Metadata-Version: 2.1
Name: linkpredict
Version: 2.2.1
Summary: A generic and dynamic link budget tool
Home-page: https://gitlab.com/librecube/lib/python-linkpredict
Author-email: info@librecube.org
License: MIT
Platform: UNKNOWN
Requires-Python: >=3.4
Description-Content-Type: text/markdown
License-File: LICENSE.txt

# LinkPredict

[![Binder](https://mybinder.org/badge_logo.svg)](https://mybinder.org/v2/gl/librecube%2Flib%2Fpython-linkpredict/master?filepath=Fexamples)

LinkPredict alows you to predict the performance of radio links. The flow of
constructing such a link is from transmitter towards receiver, taking into
account all elements that contribute with gains and losses.

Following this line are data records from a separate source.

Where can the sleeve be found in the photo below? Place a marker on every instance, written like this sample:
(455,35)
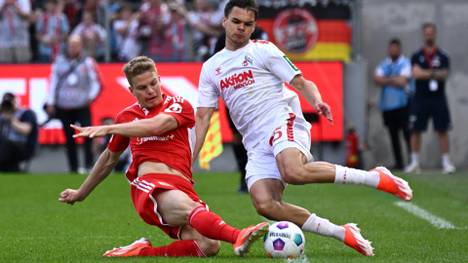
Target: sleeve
(406,69)
(278,63)
(117,142)
(182,111)
(207,92)
(94,83)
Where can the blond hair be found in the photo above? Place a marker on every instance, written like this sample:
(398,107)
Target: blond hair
(137,66)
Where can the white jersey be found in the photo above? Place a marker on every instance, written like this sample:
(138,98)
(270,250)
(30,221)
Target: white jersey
(251,82)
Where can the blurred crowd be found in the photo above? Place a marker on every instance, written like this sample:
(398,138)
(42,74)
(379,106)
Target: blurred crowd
(112,30)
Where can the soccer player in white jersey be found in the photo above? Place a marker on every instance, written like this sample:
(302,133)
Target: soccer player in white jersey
(249,76)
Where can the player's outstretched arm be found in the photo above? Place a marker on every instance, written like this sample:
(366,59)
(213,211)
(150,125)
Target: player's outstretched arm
(309,90)
(104,165)
(202,123)
(157,125)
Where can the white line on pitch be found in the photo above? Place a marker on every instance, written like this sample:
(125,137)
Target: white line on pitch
(426,215)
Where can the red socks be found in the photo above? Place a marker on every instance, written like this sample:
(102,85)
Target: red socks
(181,248)
(212,226)
(206,223)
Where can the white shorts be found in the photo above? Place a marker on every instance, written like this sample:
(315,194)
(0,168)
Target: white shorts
(295,133)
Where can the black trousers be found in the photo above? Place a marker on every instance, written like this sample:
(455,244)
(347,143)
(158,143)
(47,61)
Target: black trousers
(396,121)
(73,116)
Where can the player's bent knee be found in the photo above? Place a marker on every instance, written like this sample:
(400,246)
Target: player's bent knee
(209,247)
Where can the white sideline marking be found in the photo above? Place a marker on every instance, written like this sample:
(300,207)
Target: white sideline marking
(436,221)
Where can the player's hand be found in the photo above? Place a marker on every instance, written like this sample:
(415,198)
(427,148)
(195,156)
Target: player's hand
(91,131)
(70,196)
(324,109)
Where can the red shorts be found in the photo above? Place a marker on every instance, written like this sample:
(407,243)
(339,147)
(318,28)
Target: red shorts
(145,189)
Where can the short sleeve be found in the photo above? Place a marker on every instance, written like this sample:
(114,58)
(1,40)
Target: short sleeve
(117,142)
(182,111)
(277,62)
(406,69)
(207,92)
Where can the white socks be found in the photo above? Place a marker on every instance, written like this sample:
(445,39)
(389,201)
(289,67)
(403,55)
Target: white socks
(346,175)
(415,158)
(323,227)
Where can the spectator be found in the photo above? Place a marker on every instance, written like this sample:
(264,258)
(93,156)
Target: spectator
(392,75)
(14,25)
(51,29)
(72,10)
(93,36)
(18,134)
(152,30)
(430,66)
(206,25)
(176,32)
(74,84)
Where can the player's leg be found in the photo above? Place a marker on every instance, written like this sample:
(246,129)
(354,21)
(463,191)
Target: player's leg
(266,197)
(182,210)
(294,171)
(192,244)
(442,123)
(418,120)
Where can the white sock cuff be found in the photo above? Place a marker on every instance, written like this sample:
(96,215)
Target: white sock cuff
(340,173)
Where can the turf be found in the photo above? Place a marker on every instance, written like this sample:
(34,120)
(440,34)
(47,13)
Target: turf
(35,227)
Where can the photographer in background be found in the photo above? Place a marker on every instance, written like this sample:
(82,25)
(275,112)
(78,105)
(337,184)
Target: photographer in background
(18,134)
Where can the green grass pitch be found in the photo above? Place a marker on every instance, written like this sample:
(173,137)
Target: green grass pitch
(35,227)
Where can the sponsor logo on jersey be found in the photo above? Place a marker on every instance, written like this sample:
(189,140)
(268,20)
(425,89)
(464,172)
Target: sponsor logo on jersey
(238,80)
(141,140)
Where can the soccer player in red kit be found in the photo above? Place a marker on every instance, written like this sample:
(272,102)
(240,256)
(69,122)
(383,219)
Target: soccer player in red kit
(160,175)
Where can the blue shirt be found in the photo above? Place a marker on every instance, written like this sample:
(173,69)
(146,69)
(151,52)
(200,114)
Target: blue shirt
(393,97)
(438,60)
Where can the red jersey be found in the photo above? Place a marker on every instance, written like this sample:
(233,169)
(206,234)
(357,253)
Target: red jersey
(171,148)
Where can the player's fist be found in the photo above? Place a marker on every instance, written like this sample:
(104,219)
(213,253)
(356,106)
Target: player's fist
(70,196)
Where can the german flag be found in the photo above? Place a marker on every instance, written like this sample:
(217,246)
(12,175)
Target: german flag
(309,32)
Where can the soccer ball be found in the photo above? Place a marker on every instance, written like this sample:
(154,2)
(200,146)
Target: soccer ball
(284,240)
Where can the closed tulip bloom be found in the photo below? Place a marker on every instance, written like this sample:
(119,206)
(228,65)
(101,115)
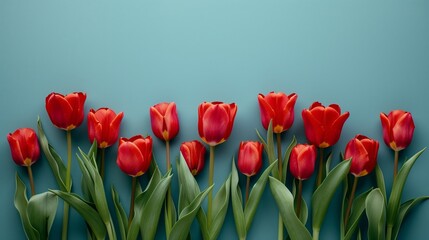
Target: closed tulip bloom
(363,152)
(134,155)
(103,126)
(279,108)
(24,146)
(302,160)
(194,154)
(164,120)
(323,125)
(66,112)
(250,157)
(398,129)
(215,121)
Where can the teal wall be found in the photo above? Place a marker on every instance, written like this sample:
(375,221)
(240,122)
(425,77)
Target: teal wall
(367,56)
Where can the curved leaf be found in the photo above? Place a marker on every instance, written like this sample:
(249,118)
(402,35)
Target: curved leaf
(41,211)
(324,193)
(21,204)
(405,208)
(376,214)
(285,203)
(85,210)
(398,186)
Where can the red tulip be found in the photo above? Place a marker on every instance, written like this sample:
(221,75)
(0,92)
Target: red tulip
(302,160)
(250,158)
(134,155)
(215,121)
(279,108)
(24,146)
(103,126)
(323,125)
(194,154)
(164,120)
(363,152)
(66,112)
(398,129)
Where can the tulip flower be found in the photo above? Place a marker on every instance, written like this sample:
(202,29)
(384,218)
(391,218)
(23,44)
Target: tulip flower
(25,150)
(134,158)
(66,112)
(103,126)
(398,130)
(323,127)
(278,108)
(249,160)
(194,154)
(215,122)
(363,153)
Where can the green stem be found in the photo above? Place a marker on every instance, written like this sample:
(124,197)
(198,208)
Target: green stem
(68,186)
(395,166)
(30,176)
(321,166)
(210,195)
(102,163)
(133,194)
(350,203)
(299,198)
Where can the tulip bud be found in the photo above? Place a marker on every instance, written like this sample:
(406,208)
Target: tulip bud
(134,155)
(302,160)
(66,112)
(24,146)
(250,158)
(194,154)
(323,125)
(363,152)
(215,121)
(164,120)
(278,108)
(103,126)
(398,129)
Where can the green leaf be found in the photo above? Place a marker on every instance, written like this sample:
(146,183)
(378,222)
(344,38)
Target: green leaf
(255,195)
(398,186)
(237,204)
(286,157)
(55,162)
(41,211)
(181,229)
(376,214)
(356,213)
(85,210)
(121,216)
(21,204)
(324,193)
(152,207)
(285,203)
(220,207)
(405,208)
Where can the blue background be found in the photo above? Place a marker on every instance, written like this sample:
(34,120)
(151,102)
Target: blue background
(367,56)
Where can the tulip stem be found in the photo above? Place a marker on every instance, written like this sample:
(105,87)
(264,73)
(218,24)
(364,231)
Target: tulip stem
(30,176)
(395,166)
(102,163)
(68,186)
(133,193)
(210,195)
(299,198)
(247,188)
(349,205)
(320,172)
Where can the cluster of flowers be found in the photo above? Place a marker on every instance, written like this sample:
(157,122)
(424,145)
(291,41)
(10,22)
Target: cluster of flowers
(323,126)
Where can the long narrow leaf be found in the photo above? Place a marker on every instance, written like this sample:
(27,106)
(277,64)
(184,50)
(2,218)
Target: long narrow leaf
(285,203)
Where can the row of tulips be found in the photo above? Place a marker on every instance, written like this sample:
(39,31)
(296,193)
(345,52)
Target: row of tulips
(323,126)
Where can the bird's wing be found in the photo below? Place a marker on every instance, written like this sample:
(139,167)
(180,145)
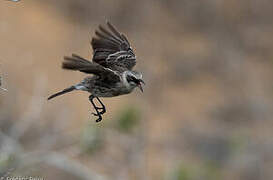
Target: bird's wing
(111,48)
(78,63)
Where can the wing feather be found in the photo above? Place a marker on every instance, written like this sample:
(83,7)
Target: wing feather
(78,63)
(112,49)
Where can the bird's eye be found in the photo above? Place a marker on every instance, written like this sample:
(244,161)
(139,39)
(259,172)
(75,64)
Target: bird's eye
(132,79)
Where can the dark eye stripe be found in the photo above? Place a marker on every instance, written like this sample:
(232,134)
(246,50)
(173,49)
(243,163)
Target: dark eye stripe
(132,78)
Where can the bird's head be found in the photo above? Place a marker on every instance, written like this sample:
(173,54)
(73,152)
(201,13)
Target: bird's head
(134,79)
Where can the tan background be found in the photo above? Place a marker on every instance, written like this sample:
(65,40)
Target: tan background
(206,111)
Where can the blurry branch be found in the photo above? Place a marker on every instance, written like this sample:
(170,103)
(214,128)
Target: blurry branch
(1,85)
(62,162)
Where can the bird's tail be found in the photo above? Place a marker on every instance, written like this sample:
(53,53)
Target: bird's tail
(62,92)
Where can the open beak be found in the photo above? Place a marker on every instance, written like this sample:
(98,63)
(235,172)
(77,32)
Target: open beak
(140,86)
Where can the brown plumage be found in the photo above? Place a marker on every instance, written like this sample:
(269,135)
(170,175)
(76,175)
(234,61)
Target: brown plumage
(111,66)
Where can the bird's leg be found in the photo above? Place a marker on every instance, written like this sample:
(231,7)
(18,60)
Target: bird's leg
(102,106)
(91,97)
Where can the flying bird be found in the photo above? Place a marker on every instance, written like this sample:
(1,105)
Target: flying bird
(111,68)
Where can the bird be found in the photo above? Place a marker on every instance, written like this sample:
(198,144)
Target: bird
(111,68)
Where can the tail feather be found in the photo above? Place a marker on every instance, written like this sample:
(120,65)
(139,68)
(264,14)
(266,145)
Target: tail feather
(62,92)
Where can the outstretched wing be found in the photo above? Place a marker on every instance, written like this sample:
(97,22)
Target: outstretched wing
(78,63)
(111,48)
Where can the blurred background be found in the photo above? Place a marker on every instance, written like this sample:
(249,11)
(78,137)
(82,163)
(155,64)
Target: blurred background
(207,107)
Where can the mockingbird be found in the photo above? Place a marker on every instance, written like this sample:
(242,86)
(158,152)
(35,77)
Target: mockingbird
(111,66)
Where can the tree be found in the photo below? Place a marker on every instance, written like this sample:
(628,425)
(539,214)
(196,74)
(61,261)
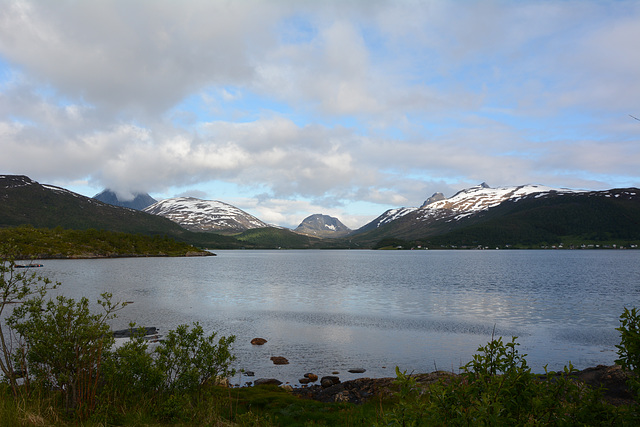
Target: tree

LinkPredict is written in Python and is:

- *Generic*: construct radio links for terrestrial applications as well as
    space-to-ground, ground-to-space, orbiter-to-rover, and others.

- *Dynamic*: every element of the radio link can be time-depended and/or
    depend on other parameters. This way, time-dependent effects (such as change
    of distance) can be analyzed and visualized.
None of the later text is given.